Le pape François a employé dimanche, pour la première fois, le terme de "génocide" à propos des massacres des Arméniens il y a 100 ans, déclaration jugée inacceptable par la Turquie qui a convoqué le représentant du Vatican à Ankara.
"Au siècle dernier, notre famille humaine a traversé trois tragédies massives et sans précédent. La première, qui est largement considérée comme +le premier génocide du XXe siècle+ a frappé votre peuple arménien", a déclaré le pontife en citant un document signé en 2001 par le pape Jean Paul II et le patriarche arménien.
Il a ensuite évoqué les tragédies perpétrées "par le nazisme et par le stalinisme" puis cité les "exterminations de masse" au Cambodge, au Rwanda, au Burundi et en Bosnie.

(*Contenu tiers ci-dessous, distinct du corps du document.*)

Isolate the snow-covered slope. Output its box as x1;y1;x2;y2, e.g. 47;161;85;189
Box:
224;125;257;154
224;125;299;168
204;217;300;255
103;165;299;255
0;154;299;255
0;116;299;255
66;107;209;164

Le pape s'exprimait à l'ouverture d'une messe pour les fidèles de rite catholique arménien, concélébrée avec le patriarche arménien Nerses Bedros XIX Tarmouni à l'occasion du centenaire des massacres de 1915-1917, et en présence du président arménien, Serge Sarkissian.
"La déclaration du pape, qui est loin de la réalité légale et historique, ne peut pas être acceptée", a réagi sur son compte Twitter le ministre turc des Affaires étrangères Mevlut Cavusoglu, qualifiant les propos de François "d'allégations sans fondement".
Dimanche, en citant un écrit de son prédécesseur, François s'est employé à ne pas utiliser directement le terme de "génocide". Mais l'essentiel reste: le mot a pour la première fois résonné de la bouche d'un pape dans le cadre solennel de la basilique Saint-Pierre de Rome.
Le ministère turc des Affaires étrangères a très vite réagi en convoquant le représentant du Vatican à Ankara, l'archevêque Antonino Lucibello, afin qu'il s'explique sur l'utilisation de ce terme de "génocide" que les autorités turques ont toujours récusé.
Ensuite, dans un communiqué, le ministère a exprimé sa "grande déception et tristesse" et reproché au chef des catholiques romains de "prendre partie" en ignorant la souffrance des musulmans et d'autres groupes religieux à la même époque.
"Je pense que c'était très courageux" de la part de François, a déclaré à l'AFP le vaticaniste Marco Tosatti. "Avant de devenir pape, Jorge Bergoglio avait déclaré clairement plusieurs fois que c'était un génocide. En citant Jean Paul II, il a renforcé la position de l'Eglise, en indiquant clairement son point de vue sur le sujet".
- Se souvenir est 'un devoir' -
Évoquant les innombrables victimes, majoritairement chrétiennes, d'une "effroyable et folle extermination", le pape a insisté: "Se souvenir d'eux est nécessaire, plus encore c'est un devoir, parce que là où il n'y a plus de mémoire, cela signifie que le mal tient encore la blessure ouverte".
Les Arméniens estiment que 1,5 million des leurs ont été tués de manière systématique à la fin de l'empire ottoman. Nombre d'historiens et plus d'une vingtaine de pays, dont la France, l'Italie et la Russie, ont reconnu un génocide.
La Turquie affirme pour sa part qu'il s'agissait d'une guerre civile, doublée d'une famine, dans laquelle 300 à 500.000 Arméniens et autant de Turcs ont trouvé la mort.
En 2014, le président turc islamo-conservateur Recep Tayyip Erdogan, alors Premier ministre, avait présenté pour la première fois des condoléances aux Arméniens, sans pour autant cesser de contester toute volonté d'extermination.
La déclaration du pape risque de compliquer encore un peu ses relations avec la Turquie, où sa visite en novembre avait été marquée par un dialogue de sourds, le pape se faisant l'avocat d'une alliance des religions contre le terrorisme tandis que les autorités d'Ankara restaient arc-boutées sur une dénonciation de l'islamophobie.
Au cours de la messe de dimanche, François a aussi proclamé "docteur de l'Eglise" Saint Grégoire de Narek, moine mystique arménien du Xe siècle.
Comme il l'a fait à de nombreuses reprises et avec force ces dernières semaines, le pontife argentin a en outre évoqué les violences qui frappent les chrétiens à travers le monde, en particulier au Moyen-Orient.
"Aujourd'hui encore, nous sommes en train de vivre une sorte de génocide causé par l'indifférence générale et collective", a-t-il insisté.